Prins also made the extremely important point that as banks fail and are bought by those few banks who have survived the meltdown--thanks to tax-payer funded bailouts--a tragicomic thing has happened. The surviving banks are actually becoming bigger. Those banks now hold more deposits, have more capital, and, therefore, more power. Though Prins didn't say so explicitly, it also seems to me that the fewer, larger institutions will be more likely to be classified as "too big to fail." So...that fucking sucks. What a wonderful lesson for the country to learn.

On a related note, I think there's a parallel to be drawn between banks accruing more power and health insurance companies accruing more power. If the health care bill doesn't include a robust public option, but does include individual mandates, then Insurance companies will profit from that immensely.
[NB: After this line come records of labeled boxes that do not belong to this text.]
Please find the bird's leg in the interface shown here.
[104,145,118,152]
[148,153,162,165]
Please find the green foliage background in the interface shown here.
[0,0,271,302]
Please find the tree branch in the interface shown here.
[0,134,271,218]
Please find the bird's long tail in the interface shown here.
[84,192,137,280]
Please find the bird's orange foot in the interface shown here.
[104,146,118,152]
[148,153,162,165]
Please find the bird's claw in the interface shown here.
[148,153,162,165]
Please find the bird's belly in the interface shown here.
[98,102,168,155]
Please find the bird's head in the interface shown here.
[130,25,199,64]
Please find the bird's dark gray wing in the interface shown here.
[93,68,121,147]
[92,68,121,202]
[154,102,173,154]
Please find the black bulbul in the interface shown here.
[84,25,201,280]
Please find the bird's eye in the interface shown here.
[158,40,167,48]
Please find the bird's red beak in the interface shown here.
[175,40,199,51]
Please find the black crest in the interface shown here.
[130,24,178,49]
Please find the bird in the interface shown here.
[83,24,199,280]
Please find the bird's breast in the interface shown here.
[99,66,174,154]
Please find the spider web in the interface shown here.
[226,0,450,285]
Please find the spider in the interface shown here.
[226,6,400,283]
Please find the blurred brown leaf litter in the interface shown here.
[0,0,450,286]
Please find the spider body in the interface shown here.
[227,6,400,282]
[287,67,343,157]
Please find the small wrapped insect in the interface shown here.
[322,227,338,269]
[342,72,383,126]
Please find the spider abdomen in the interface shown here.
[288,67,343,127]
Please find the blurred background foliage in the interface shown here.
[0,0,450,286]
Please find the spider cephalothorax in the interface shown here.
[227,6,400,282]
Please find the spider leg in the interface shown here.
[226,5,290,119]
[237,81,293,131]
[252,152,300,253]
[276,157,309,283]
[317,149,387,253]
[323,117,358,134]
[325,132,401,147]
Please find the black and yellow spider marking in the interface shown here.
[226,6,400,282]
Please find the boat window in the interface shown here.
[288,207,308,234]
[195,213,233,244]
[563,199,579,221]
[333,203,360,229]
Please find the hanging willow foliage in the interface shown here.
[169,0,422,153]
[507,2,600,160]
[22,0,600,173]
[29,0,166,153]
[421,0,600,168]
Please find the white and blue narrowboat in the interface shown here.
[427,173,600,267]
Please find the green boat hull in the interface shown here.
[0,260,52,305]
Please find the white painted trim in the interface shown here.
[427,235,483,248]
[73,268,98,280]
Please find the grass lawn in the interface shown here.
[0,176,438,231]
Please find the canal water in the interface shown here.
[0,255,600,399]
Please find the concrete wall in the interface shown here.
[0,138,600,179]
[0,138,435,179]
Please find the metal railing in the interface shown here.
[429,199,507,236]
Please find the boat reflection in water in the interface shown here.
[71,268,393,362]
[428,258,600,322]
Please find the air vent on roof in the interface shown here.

I have this crazy fear that after The Great Recession (or Depression if you're a minority) and "health care reform," we will actually see the two most destructive industries in this country--financial institutions and insurance companies--consolidate more wealth, access, power, and institutional inertia, thereby making future reform all the more difficult.

So not only does the government step in to save these massive corporations, we're actually taking steps to allow/encourage them to become MORE powerful. If all this proves to be unwarranted doom-saying, I'll push people over to be the first to apologize. Let's wait and see!

1 comment:

The Leez said...

We are so not out of the shit. And by shit I mean capitalism. Economic instability, overproduction, booms and busts, unemployment, concentration of wealth, greed... are all problems that are inherent to a system based on profit. The problem isn't that capitalism is broken -- it's that it's working. We can push reforms all day, but like dad says, you can't polish a turd!